Obviously, sending three battleships of the Admiral Senyavin type to the theater of military operations was a measure designed to appease public opinion excited by the widely published articles of the captain 2 rank N. L. Klado about the insufficiency of forces of Admiral ZP Rozhestvensky and wearing frankly demagogic nature, and to a certain extent, strengthen the 2-th Pacific squadron, which lost the opportunity to get reinforcements at the expense of the port-Arthur ships.
Despite the presence on the armored ships of the coastal defense of improved optical sights and significant, even by English standards, the number of modern means of determining distances (for comparison, in the Tsushima battle on the battleship “Mikasa” the distance to the enemy was determined using only one FA 2 rangefinder, made in 1902, and served by Ensign K. Hasegawa), mainly due to the deterioration of the barrels of the main-caliber guns, the latter could not adequately prove themselves in battle, and the high-explosive projectile containing 10 kg of pyroxylin was the most powerful in the Russian naval artillery in terms of the quantity and quality of the explosiveRussian 12 "high-explosive projectile contained 6,631 kg of smokeless powder). About the accuracy of the fire of eleven 10 "guns, fired in total about five hundred shells (calculated on combat reports and testimony in the investigative commission), including “General-Admiral Apraksin” - 130, “Admiral Senyavin” - 170 and “Admiral Ushakov” - 200, can be judged by the absence in the main Japanese sources of explicit references to getting 10 'shells from the Japanese ships.

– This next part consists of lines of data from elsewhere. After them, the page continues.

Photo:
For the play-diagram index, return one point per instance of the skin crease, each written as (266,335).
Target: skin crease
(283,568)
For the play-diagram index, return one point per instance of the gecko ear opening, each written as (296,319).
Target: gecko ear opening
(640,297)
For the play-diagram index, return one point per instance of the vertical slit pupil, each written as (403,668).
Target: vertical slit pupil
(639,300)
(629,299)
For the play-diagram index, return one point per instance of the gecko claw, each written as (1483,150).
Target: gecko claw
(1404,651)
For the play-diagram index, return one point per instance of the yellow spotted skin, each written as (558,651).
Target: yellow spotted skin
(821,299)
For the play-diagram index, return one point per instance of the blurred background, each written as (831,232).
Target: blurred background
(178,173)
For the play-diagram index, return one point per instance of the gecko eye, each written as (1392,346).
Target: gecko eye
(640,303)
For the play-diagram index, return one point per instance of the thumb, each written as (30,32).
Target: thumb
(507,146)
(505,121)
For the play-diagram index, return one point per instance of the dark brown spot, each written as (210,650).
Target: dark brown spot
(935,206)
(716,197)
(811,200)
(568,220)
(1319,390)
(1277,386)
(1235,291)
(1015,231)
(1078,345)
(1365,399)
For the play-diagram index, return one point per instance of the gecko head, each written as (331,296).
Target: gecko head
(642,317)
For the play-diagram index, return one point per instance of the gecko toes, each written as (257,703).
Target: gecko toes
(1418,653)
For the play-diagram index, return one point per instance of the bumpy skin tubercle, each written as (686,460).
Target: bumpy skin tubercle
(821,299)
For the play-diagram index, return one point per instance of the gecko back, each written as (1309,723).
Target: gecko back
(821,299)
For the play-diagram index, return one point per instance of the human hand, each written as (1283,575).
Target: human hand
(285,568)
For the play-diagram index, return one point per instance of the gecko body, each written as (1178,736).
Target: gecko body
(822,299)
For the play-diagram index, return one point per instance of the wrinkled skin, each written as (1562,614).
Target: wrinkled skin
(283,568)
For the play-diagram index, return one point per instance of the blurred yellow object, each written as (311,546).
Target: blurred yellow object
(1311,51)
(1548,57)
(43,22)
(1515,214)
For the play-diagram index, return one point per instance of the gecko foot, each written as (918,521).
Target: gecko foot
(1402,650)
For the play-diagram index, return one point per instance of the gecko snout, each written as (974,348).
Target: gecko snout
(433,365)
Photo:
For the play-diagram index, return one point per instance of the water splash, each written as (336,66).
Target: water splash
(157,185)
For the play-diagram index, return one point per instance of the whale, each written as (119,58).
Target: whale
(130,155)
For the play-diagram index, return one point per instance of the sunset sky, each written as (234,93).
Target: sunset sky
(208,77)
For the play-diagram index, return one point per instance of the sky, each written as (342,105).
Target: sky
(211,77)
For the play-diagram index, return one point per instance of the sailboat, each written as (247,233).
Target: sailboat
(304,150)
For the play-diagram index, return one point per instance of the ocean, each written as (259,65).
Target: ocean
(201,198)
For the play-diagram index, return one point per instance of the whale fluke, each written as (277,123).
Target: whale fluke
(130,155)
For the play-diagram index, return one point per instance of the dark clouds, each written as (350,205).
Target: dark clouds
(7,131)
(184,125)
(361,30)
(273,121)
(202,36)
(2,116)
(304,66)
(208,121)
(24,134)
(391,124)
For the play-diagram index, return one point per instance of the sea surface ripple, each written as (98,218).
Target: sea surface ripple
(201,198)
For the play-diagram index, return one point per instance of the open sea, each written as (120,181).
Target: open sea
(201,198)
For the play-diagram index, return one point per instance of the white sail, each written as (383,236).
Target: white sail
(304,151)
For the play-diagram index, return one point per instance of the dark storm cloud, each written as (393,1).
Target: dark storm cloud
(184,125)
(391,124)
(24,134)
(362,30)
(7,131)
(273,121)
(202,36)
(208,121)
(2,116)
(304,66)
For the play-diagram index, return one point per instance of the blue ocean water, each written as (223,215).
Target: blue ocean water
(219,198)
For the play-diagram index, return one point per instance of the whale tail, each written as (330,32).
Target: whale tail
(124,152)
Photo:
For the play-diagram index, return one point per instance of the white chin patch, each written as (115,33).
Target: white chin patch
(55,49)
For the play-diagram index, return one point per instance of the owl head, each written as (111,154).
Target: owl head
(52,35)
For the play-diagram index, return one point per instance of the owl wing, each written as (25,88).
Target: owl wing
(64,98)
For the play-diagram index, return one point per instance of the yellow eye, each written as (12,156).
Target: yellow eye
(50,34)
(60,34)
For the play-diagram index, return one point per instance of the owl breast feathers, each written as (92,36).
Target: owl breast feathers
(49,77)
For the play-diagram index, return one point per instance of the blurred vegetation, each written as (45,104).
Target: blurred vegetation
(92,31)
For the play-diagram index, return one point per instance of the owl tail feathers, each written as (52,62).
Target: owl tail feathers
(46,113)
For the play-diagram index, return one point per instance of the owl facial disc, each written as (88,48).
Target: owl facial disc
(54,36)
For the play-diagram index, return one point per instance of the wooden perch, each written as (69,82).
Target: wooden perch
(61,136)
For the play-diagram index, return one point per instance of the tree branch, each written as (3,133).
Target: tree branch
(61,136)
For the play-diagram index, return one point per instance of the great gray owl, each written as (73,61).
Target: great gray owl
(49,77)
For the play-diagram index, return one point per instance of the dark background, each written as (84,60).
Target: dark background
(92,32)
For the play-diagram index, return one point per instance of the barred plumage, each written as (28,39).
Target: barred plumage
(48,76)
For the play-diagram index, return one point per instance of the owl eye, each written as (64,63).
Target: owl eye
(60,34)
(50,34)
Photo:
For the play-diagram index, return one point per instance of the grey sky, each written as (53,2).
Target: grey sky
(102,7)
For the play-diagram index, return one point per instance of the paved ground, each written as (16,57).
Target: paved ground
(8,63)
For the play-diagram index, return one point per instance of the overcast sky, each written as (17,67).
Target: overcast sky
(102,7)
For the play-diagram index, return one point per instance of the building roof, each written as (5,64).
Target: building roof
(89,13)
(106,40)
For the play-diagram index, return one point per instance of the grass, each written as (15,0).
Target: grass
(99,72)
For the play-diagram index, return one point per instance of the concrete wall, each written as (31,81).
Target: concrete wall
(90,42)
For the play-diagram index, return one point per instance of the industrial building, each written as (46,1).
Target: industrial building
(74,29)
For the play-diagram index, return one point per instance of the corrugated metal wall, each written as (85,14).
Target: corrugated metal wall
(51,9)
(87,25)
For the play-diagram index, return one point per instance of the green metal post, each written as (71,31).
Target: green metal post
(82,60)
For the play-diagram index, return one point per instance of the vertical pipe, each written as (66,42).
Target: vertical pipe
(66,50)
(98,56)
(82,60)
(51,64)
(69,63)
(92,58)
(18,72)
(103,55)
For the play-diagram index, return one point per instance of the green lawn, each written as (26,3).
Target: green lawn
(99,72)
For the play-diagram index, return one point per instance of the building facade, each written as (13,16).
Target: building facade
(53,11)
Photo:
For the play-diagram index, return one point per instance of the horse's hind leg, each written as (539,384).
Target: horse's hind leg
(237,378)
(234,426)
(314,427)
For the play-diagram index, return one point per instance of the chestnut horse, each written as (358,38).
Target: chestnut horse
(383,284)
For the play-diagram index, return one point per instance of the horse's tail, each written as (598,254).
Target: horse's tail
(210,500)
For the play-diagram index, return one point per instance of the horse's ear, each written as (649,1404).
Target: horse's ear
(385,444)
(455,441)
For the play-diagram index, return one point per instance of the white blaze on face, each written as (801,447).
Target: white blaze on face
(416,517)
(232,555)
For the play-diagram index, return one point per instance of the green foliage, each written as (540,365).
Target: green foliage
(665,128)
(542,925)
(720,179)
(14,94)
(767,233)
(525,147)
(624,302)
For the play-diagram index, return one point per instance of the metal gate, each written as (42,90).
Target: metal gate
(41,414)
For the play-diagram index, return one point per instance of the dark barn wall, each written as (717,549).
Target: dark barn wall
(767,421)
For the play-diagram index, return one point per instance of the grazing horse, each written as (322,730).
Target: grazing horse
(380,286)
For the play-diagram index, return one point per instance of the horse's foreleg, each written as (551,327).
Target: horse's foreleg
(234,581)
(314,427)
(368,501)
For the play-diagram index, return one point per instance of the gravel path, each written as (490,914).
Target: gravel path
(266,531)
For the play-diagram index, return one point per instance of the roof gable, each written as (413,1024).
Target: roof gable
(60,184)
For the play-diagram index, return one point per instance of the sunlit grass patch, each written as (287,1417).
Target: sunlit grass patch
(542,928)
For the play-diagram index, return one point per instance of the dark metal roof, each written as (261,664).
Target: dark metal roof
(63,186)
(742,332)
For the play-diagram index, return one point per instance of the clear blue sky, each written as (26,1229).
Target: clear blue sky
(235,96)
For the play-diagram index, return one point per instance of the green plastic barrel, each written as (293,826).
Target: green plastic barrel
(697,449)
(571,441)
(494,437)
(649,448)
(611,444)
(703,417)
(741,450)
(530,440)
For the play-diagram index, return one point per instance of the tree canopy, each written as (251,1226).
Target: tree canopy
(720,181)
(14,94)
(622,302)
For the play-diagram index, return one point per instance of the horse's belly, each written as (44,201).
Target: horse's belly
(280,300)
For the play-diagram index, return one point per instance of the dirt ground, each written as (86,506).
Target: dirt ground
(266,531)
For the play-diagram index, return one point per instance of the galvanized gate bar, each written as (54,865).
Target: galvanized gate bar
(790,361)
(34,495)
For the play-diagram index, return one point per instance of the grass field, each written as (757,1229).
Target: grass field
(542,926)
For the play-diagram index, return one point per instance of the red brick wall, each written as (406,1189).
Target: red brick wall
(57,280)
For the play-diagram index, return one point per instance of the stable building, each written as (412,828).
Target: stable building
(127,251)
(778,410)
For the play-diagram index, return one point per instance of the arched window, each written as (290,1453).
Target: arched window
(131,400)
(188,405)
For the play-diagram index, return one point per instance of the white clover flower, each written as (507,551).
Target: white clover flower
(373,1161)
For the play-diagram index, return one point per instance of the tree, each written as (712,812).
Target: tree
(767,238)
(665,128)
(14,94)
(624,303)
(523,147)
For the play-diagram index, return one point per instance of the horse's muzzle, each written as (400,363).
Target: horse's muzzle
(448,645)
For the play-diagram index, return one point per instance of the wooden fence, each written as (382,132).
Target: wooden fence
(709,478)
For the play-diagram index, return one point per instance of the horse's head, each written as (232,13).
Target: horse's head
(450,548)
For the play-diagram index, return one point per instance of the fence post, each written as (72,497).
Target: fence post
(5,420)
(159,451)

For comparison, during the 28 battle on July 1904, the battleships Pobeda and Peresvet from eight 10 "shells fired 224 shells (69 armor-piercing and 155 high-explosive), from them to the Japanese ships ("Mikasa" and "Nisshin") got at least four.
Place of death of the battleship coastal defense "Admiral Ushakov" (marked by a cross) on the map of sentinel sites mentioned by Novikov-Surf in the novel “Tsushima”:
«We didn’t assume how the Japanese had foreseen everything, and didn’t know that even in the evening Admiral of Togo ordered all the combat ships to gather by the morning at the island of Dagelet, and that the whole Sea of Japan was covered with a continuous and uninterrupted network of high-speed Japanese intelligence officers.
Subsequently, when after the death of “Ushakov” we were picked up by enemy cruisers, the Japanese officers showed a map of the Sea of Japan with the designation of the areas of operation of each scout, and we really had to make sure that our Ushakov was out of control from the magic ring».
By the way, judging by the place of death, "Ushakov" managed to pass unnoticed by the sentinel ships of the Japanese.
Used sources and literature
1. A number of memories of the crew of the battleship "Admiral Ushakov."
2. V. Yu. Gribovsky, I. I. Chernikov. Battleship "Admiral Ushakov."
3. Top Secret History of the Russo-Japanese War at Sea in 37 — 38 Meiji.
4. M. Moss and I. Russell. Range and vision. The first hundred years of Barr & Stroud.